Allah’ın yasalarından yoksun bu liberal-kapitalist sistemle
ve demokrasiyle bütünleşiyoruz belki de. Ağzımıza bir parmak bal çalınıyor ve karnımız
doymuş gibi hissediyoruz. En büyük zararı da bu işte “uyumluluk paketi”nin: Ufak
tefek meselelerimizin arasında, bunların arka planındaki gayemiz gitgide
silikleşiyor. İnsanlar hala “şeriat” denilince “Allah korusun” diye tepki
veriyor, 10 yılda hiçbir toplum mühendisliği projesi ortaya konmamış gibi.
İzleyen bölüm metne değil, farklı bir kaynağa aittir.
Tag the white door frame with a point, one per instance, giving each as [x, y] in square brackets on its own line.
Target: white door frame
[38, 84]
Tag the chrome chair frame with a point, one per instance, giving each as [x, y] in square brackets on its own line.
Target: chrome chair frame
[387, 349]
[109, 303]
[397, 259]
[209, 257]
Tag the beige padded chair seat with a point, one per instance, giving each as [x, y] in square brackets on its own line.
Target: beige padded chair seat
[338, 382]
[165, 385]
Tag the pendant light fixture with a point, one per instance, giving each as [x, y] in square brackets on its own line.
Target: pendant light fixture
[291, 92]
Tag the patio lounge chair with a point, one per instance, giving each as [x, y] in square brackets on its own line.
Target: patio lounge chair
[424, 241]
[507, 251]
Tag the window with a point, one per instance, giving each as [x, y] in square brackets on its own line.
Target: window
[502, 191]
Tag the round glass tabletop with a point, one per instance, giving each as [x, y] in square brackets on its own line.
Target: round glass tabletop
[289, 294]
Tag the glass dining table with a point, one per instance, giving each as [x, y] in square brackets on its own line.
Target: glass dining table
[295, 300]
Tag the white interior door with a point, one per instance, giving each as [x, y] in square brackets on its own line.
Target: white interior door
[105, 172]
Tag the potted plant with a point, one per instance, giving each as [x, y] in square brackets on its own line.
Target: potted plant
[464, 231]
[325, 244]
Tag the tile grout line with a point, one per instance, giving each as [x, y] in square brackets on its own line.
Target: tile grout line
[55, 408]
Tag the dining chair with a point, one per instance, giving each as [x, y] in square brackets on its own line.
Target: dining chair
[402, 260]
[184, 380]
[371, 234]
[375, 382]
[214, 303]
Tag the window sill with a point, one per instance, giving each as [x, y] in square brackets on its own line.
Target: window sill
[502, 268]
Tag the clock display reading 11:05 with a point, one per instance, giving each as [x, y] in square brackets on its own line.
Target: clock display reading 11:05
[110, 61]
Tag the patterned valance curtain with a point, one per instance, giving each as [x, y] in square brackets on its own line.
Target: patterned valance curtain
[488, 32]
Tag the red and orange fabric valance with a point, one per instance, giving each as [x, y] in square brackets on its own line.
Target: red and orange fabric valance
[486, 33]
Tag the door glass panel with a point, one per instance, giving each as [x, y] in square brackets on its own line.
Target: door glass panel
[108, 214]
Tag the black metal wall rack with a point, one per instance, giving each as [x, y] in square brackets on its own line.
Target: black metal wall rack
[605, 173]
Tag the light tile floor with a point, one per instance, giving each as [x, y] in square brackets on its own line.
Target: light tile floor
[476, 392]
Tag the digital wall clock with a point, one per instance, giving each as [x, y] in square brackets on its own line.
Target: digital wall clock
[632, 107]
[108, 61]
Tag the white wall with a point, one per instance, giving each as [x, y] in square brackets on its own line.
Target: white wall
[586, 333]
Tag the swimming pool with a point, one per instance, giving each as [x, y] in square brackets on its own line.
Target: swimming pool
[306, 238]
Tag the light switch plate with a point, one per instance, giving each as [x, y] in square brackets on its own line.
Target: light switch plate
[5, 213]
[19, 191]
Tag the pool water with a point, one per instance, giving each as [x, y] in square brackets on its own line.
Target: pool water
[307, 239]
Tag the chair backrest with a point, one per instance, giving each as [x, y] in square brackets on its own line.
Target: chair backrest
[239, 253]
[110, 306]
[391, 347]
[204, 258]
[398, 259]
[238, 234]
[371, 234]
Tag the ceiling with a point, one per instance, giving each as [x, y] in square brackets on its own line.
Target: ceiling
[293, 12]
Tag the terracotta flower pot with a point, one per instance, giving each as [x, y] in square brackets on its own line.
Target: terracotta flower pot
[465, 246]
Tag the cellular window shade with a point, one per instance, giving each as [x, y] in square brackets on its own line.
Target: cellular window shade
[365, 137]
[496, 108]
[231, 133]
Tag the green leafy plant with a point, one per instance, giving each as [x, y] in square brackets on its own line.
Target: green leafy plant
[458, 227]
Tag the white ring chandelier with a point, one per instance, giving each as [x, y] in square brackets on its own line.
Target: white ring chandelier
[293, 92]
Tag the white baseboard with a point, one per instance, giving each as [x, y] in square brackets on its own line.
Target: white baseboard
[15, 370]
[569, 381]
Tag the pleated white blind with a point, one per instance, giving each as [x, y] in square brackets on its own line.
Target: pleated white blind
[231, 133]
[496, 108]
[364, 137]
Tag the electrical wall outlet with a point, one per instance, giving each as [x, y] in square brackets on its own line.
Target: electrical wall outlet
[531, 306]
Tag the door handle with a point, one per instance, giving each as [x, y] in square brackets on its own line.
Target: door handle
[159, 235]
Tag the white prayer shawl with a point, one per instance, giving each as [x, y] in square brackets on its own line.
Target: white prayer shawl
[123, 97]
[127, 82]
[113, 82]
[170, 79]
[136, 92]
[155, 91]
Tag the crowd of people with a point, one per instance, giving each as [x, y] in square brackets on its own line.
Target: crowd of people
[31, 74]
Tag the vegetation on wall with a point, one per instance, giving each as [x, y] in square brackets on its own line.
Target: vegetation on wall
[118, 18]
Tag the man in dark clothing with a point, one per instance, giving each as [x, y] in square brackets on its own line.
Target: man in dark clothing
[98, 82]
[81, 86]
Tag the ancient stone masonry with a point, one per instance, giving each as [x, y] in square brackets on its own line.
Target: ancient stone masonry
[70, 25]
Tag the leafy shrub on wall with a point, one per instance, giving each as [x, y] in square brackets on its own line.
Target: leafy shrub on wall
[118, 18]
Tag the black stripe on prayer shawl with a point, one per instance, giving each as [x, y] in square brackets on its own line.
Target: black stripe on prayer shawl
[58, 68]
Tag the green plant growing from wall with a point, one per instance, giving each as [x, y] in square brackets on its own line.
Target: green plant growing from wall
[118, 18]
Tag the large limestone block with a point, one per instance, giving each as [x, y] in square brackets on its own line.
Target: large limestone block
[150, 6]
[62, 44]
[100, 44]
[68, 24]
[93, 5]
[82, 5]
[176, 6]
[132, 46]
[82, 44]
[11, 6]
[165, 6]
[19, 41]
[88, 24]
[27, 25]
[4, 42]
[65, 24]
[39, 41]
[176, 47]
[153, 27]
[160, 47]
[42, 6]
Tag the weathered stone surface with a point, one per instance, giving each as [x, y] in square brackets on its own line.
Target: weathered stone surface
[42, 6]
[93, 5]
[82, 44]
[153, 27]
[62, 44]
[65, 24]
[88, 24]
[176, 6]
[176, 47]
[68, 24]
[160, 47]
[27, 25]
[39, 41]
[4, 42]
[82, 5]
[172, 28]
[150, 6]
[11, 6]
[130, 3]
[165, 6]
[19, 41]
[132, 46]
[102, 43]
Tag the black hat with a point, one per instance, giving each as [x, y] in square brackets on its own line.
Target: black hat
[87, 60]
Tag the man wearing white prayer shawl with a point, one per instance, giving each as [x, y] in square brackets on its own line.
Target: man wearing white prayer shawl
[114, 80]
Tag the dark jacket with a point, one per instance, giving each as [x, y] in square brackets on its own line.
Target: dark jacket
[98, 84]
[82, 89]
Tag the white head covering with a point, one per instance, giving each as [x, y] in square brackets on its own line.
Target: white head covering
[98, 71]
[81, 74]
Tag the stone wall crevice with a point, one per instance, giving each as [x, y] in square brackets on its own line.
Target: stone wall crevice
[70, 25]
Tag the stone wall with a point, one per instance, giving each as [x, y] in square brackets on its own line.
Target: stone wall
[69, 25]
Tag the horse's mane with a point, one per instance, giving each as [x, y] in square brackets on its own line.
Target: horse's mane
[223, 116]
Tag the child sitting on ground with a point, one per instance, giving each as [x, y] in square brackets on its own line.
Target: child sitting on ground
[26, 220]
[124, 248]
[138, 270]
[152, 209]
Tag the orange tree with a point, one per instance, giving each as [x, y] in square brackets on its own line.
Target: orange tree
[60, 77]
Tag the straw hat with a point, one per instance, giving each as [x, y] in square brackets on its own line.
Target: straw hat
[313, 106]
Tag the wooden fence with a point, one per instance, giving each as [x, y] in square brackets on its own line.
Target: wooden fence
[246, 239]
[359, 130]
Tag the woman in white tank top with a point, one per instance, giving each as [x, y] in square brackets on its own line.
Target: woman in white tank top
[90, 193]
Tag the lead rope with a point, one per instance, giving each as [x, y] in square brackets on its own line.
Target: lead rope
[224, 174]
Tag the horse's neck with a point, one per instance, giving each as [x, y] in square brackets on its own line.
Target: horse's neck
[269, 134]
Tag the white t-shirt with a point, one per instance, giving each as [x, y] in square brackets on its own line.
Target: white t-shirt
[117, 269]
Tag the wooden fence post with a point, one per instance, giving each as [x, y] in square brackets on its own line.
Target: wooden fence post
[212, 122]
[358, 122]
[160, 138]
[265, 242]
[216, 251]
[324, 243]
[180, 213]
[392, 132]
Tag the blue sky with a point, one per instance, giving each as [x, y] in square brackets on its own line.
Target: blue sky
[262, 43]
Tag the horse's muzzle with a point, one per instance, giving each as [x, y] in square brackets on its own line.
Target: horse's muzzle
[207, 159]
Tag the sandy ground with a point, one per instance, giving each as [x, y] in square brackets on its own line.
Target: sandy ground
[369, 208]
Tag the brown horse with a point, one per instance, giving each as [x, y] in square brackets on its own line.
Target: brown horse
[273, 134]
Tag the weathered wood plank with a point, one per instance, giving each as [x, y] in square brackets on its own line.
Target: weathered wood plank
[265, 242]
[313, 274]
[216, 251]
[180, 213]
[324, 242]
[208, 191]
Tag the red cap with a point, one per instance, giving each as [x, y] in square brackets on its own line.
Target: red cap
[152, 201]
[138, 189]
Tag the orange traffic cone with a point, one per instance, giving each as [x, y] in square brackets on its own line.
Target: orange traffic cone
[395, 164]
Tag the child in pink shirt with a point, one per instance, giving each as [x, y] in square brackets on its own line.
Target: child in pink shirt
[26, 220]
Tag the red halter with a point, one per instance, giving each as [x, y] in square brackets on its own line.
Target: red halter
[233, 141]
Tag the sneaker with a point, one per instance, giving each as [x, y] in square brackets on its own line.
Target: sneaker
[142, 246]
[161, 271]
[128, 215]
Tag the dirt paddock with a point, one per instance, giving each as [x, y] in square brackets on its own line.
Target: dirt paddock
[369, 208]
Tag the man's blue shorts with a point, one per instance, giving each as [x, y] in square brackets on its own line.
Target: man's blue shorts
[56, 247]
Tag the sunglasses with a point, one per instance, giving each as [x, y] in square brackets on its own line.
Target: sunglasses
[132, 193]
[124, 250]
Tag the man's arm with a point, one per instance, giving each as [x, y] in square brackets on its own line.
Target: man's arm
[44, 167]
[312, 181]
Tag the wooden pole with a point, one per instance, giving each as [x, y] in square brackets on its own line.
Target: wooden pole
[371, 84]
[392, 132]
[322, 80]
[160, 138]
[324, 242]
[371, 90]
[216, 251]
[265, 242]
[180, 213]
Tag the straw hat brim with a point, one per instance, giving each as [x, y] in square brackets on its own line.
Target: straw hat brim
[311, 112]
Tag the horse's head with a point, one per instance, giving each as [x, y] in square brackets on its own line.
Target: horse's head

Endişeliyim
bundan -bir endişeli modern değilim tabi yine de.
Hani şu askeri ücret, emeklilik sigortası, çalışma saatlerinin
düzenlenmesi, haftasonu tatili gibi sosyal uygulamalar getirip görünürde
kapitalizmi ehlileştirme, asılda ve uzun vadede ise muhtemel bir proleterya
devrimini engelleme hikayesi var ya… O misal… Bu dersler beni komplo teorisyeni
mi yaptı naptı ki.
Belki de sadece “ehven-i şer” deyip safiyâne niyetle gidişe
alkış tutmak, takdir etmek ve mutlu olmak gerek. Temiz.
Evet, neyin “iyi” neyin “kötü” olduğu konusunda şüphelerim
var ama bir tarafın ağır bastığı da aşikar.